Bugonia

La recensione di Bugonia, di Yorgos Lanthimos, a cura di Gianlorenzo Franzì.

Probabilmente Povere Creature! è stato solo una (fortunata) deviazione da un percorso in crescita, quello di Yorgos Lanthimos; percorso nel quale la follia destrutturante è la forza propulsiva di un cinema che ormai -lasciato volontariamente per strada il lampo estemporaneo- è strutturalmente, inevitabilmente, assolutamente urgente e attuale nel suo voler essere ostinatamente saggistico e insieme post-ideologico.

Bugonia è si (quasi) fantascientifico, grottesco, demenziale, ma è anche prepotentemente una riflessione, ineluttabile, sulla dissoluzione della dimensione politica della società di oggi: ed è forse anche un traguardo, perché pur non rinunciando alla sua vena dissacrante, irridente, derisoria, Lanthimos gira il suo film più lineare, con la forza di un racconto breve, tanto è scarna la trama; e con la forza pensosa di un’opera che vuole -e riesce- a dialogare con il suo tempo.
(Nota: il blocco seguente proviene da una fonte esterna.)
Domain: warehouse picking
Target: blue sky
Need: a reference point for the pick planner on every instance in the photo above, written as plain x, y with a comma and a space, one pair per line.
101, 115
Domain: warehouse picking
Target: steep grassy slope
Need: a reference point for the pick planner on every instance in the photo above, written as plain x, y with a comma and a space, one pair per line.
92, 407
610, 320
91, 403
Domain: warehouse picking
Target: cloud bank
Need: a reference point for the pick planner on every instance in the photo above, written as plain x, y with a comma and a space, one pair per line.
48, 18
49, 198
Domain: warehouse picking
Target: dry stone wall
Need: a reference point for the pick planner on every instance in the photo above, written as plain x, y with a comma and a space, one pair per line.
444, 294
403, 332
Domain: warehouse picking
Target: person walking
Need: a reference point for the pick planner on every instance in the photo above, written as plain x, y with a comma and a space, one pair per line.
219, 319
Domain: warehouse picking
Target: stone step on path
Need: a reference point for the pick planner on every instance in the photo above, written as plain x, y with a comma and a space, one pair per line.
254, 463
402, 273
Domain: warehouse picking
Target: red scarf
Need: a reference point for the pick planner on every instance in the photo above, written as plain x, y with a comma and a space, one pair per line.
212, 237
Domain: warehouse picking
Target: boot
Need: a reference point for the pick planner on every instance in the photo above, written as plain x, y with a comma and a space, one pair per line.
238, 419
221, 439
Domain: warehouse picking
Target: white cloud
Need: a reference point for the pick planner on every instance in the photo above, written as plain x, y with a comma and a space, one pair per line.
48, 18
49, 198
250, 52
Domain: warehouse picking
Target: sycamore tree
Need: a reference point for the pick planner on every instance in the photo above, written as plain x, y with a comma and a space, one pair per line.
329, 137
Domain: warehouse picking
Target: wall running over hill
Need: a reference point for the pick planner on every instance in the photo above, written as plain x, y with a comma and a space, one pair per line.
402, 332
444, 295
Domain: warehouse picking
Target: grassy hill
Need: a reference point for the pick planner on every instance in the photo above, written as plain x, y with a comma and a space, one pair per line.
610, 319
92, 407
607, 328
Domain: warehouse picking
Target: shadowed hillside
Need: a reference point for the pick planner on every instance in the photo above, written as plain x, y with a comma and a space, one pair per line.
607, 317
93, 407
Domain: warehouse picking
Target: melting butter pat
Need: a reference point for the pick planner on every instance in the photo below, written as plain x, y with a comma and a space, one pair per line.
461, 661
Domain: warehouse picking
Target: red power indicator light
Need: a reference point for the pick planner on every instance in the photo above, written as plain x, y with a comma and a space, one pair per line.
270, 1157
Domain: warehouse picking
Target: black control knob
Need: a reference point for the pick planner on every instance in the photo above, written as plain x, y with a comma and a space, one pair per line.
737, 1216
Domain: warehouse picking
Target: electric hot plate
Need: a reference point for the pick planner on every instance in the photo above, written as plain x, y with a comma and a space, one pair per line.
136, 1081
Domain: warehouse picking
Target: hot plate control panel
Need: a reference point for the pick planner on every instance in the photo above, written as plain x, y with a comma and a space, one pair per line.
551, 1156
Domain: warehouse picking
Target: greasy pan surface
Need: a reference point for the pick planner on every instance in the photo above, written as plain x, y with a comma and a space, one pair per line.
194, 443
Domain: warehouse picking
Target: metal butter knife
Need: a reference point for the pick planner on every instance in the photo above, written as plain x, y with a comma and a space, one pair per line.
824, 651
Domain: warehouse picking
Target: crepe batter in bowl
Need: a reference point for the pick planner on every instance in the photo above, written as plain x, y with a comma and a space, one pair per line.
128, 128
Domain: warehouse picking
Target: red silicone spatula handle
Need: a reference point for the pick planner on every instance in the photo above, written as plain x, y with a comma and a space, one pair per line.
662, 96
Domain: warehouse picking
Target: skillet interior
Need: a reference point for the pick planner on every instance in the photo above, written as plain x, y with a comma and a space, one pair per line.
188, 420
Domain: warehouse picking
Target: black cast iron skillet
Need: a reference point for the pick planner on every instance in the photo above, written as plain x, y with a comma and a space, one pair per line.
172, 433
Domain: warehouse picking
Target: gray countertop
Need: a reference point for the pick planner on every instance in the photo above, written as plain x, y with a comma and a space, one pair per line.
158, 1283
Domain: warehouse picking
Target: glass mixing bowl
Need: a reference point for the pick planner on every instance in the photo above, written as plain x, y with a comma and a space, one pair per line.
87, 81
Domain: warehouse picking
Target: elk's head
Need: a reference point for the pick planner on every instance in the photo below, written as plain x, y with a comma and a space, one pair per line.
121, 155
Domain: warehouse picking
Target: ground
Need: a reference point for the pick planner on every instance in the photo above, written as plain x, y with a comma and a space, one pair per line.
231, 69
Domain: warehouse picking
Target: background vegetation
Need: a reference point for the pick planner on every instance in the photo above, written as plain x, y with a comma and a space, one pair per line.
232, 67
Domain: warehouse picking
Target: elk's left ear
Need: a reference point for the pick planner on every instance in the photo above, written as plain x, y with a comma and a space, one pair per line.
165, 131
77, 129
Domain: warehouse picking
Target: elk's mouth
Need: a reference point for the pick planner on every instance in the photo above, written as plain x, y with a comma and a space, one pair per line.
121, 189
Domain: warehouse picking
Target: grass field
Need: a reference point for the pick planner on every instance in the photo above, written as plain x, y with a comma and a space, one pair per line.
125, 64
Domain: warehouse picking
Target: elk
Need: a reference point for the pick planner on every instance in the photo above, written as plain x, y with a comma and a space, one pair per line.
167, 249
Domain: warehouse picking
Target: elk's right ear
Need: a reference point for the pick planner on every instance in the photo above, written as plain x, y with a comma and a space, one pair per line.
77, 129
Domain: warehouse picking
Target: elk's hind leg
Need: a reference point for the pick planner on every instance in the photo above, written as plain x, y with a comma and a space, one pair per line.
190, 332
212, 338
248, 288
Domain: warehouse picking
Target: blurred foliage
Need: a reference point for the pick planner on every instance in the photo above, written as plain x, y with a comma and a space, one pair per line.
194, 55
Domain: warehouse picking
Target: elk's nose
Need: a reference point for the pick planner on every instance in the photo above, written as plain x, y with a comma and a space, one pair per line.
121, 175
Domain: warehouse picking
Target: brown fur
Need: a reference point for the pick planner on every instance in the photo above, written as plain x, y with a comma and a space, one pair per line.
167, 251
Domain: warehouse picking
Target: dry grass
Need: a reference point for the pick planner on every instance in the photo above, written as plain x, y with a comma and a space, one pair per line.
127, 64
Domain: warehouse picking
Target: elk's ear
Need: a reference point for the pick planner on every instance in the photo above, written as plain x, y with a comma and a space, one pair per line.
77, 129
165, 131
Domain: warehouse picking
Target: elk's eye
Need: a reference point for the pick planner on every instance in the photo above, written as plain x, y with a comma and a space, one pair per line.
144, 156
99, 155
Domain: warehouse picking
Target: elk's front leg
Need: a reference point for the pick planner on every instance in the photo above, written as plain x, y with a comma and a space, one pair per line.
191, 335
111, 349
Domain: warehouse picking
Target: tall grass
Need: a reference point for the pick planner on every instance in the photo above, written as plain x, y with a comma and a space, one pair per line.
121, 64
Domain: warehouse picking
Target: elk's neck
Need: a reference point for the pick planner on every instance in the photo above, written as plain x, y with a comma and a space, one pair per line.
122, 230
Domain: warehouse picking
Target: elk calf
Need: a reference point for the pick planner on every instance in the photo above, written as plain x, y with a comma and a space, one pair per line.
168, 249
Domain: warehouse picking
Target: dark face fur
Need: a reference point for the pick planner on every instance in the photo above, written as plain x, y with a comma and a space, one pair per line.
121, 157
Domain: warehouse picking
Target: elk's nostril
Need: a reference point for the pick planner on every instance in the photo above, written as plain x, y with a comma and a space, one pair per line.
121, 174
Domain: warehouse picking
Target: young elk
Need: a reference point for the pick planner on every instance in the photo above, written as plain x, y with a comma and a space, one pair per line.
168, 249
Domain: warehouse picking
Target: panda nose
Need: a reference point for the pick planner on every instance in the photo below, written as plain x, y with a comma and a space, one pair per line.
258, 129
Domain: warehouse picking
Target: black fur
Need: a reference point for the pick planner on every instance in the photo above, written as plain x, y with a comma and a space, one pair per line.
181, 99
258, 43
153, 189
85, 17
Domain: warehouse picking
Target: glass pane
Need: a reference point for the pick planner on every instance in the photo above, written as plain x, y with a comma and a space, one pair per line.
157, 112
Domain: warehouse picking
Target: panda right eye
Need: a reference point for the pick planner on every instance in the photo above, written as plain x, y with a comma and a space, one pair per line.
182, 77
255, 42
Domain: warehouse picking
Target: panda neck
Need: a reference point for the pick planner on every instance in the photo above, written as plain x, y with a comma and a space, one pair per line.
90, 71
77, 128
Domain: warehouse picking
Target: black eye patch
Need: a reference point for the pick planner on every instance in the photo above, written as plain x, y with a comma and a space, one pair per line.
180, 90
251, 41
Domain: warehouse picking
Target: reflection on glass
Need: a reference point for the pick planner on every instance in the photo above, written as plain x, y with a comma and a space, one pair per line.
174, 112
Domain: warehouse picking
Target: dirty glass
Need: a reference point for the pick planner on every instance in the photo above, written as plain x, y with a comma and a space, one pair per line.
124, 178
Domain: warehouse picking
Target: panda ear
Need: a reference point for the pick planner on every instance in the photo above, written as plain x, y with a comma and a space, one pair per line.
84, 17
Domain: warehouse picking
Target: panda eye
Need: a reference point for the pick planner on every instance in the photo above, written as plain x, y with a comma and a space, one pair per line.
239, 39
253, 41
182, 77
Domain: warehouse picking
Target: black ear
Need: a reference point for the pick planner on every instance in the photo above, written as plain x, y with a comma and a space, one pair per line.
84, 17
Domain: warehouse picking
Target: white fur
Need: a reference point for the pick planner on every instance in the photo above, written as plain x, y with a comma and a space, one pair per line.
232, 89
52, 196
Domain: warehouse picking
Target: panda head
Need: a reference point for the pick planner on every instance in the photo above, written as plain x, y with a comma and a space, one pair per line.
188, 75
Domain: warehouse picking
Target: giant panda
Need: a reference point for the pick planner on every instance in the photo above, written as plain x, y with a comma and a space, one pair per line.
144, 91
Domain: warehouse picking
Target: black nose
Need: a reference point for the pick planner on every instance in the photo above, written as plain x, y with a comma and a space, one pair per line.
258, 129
Che poi il thriller sia il vestito che più piacevolmente l’autore indossa per uscire nella tormenta delle sue ossessioni è risaputo, e anche legittimo: Bugonia è un’indagine, gelida e tormentata, messa in piedi solo per scoprire altre illusioni, dubbi e verità nascoste rispetto a quelle che si volevano triangolare ma che alla fine si scoprono impossibili da mappare.

In fondo, è quasi primigenio ricercare la verità su noi stessi, sul senso della vita, sulla sua origine; così come lo è alzare la testa verso il cielo per trovare risposte, e guardare le stelle.

E ancora più in fondo, Bugonia è splendidamente fondato su questo sguardo concettuale che estremizza solamente la sua contemporaneità, le credenze del nostro tempo, soprattutto le dinamiche, e anche e forse soprattutto la fede nella capacità di ognuno di avere un suo codice personale per decifrare la realtà.

Ed è allora un percorso cosparso di quelle asperità logiche, ma anche visive, e concettuali, di quei nodi perturbati che Lanthimos ama inserire in un intreccio orizzontale intriso sempre di cinismo, riflettendo sulle manifestazioni distopiche e complottiste che inventiamo giorno per giorno, forse anche inconsapevolmente.